Constructive Alignment: Governing Preference Dynamics in Human-AI Interaction

建设性对齐：治理人机交互中的偏好动态

Abstract: Most approaches to AI alignment treat human preferences as fixed targets to be inferred and optimized. This assumption conflicts with extensive empirical evidence showing that preferences are layered, dynamic, and constructed through interaction—particularly with adaptive technologies.

摘要： 大多数人工智能对齐方法将人类偏好视为需要推断和优化的固定目标。然而，这一假设与大量的实证证据相冲突，这些证据表明偏好是分层的、动态的，并且是通过交互——特别是与自适应技术的交互——构建而成的。

As AI systems become more persistent, personalized, and socially embedded, they increasingly participate in shaping what people attend to, value, and endorse over time. We introduce Constructive Alignment, a paradigm that reframes alignment as a control problem over evolving human preference trajectories rather than static preference satisfaction.

随着人工智能系统变得更加持久、个性化且深入社会，它们越来越多地参与塑造人们随时间推移所关注、重视和认可的事物。

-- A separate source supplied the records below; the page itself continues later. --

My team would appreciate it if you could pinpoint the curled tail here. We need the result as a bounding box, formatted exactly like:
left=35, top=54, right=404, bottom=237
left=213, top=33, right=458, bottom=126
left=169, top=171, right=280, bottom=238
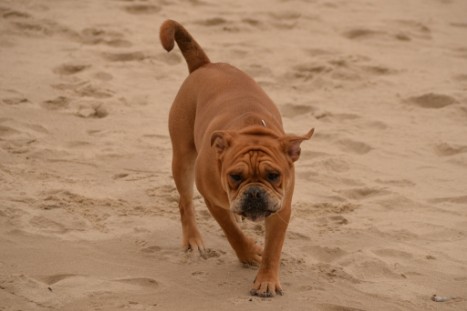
left=159, top=19, right=211, bottom=73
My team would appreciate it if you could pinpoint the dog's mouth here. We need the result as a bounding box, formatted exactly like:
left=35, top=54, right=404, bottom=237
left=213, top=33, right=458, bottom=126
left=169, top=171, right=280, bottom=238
left=239, top=211, right=274, bottom=222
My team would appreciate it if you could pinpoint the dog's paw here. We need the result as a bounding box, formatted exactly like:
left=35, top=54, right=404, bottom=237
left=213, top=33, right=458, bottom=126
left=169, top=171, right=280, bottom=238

我们引入了“建设性对齐”（Constructive Alignment），这是一种将对齐重新定义为对演变中的人类偏好轨迹进行控制的问题，而非仅仅满足静态偏好的范式。

Drawing on behavioral economics, psychology, and constructivist social theory, we model preferences as layered state variables that evolve under interaction with AI systems. We formalize this view using a control-theoretic framework in which system actions and interaction design jointly influence both world states and human evaluative states.

借鉴行为经济学、心理学和社会建构主义理论，我们将偏好建模为在与人工智能系统交互过程中不断演变的分层状态变量。我们使用控制理论框架将这一观点形式化，在该框架中，系统行为和交互设计共同影响世界状态和人类的评估状态。

We argue that alignment is not primarily about controlling AI behavior, but about regulating how AI systems influence the evolution of human preferences—ensuring that value trajectories remain coherent, reflectively endorsed, epistemically grounded, bounded against manipulation, and empowering under uncertainty. Alignment thus becomes a problem of governing long-term value formation rather than simply satisfying static preferences.

我们认为，对齐的核心不在于控制人工智能的行为，而在于规范人工智能系统如何影响人类偏好的演变——确保价值轨迹保持连贯性、经过反思性认可、具有认知基础、能够抵御操纵，并在不确定性下赋予人类自主权。因此，对齐不再仅仅是满足静态偏好的问题，而演变为治理长期价值形成的问题。